Q: What are your top challenges and how will they change over the next 12 months?
MR: The challenges aren't all bad regarding what's moving forward because we're in basic agreement with the payers and most often with the patients to move these higher-acuity cases to an ambulatory surgical center. Our challenge is to ensure that patients are properly selected, that they will still receive excellence in care, and that we have the wherewithal. We need to do just as good a job in an ambulatory setting as in the hospital. Some of the things we have done now at Connecticut Orthopedics is creating bundle packages for both joints and even the spine. Also, we have a hospital or post-op hotel where patients stay overnight. Under the guidance of Susan Bader, our CEO, we've included that in our bundle payments for some of these high-acuity cases, and the patients love it.
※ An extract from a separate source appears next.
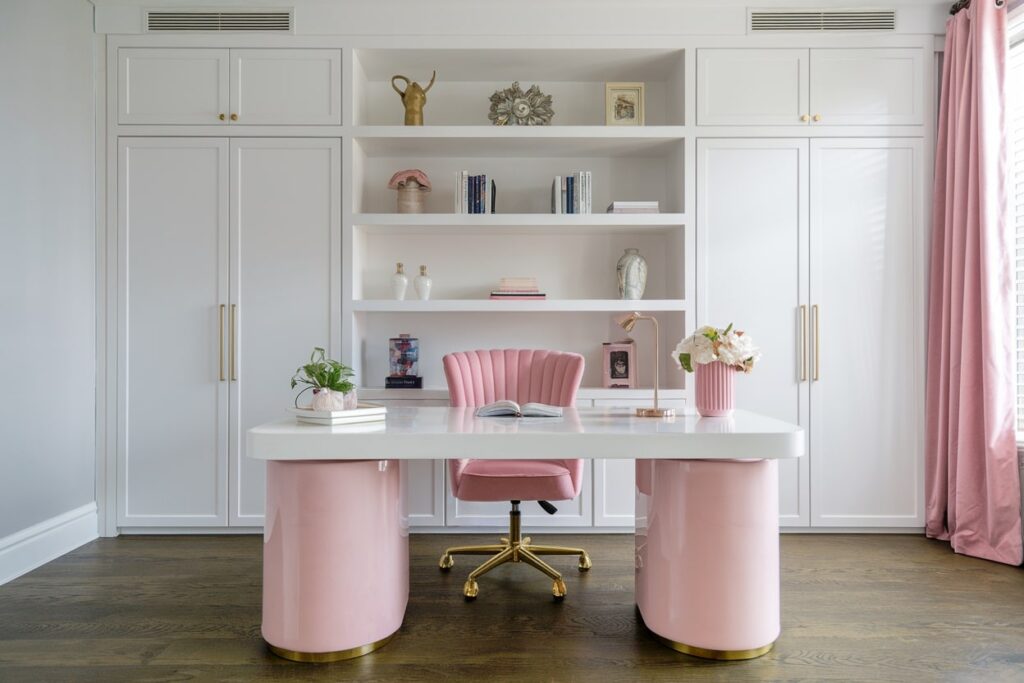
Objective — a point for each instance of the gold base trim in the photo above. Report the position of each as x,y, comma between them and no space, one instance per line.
336,655
707,653
655,413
It drives more volume to these centers and I think it provides better care because these patients are getting up and being cared for, and we know that recovery completely at home during the first 24 hours can be variable. So I think that's been a win-win situation. I think that the thing that we look for now is that we want to partner with these payers so that if we're doing these higher acuity cases on an outpatient basis where they're saving a lot of money, we'd like to see an increase in the professional fees to help encourage orthopedic surgeons to do more of these cases in an outpatient setting.
Q: How are you thinking about investments and growth in the next two years?
MR: The investments that we need to make are ones to help streamline our care. We know between electronic medical records and hours spent dealing with the payers, our ideal thing would be to create a streamlined situation so we can be spending more time with direct patient care. So the integration of our ability to know patients' medical history, even if they've come from several different healthcare systems. In Connecticut, a new system called Connie is up and running. It is in its infancy, whereby we can now get medical record information even if it's across several healthcare systems. We want to invest in basic systems that will allow us to decrease the amount of time we're either spending in front of a computer or talking to a payer and more time with patients.
Q: What are you most excited about right now?
MR: Since my specialty is sports medicine and upper extremity surgery, I'm most excited about us continuing to push the envelope with biological alternatives for repair, lubrication and augmentation of some of our procedures. Also, I continue to be excited about the more different alternatives regarding treating our patients postoperatively to minimize opioid use. I believe that's one of the things I've always felt is so important, and we're getting better and better at it.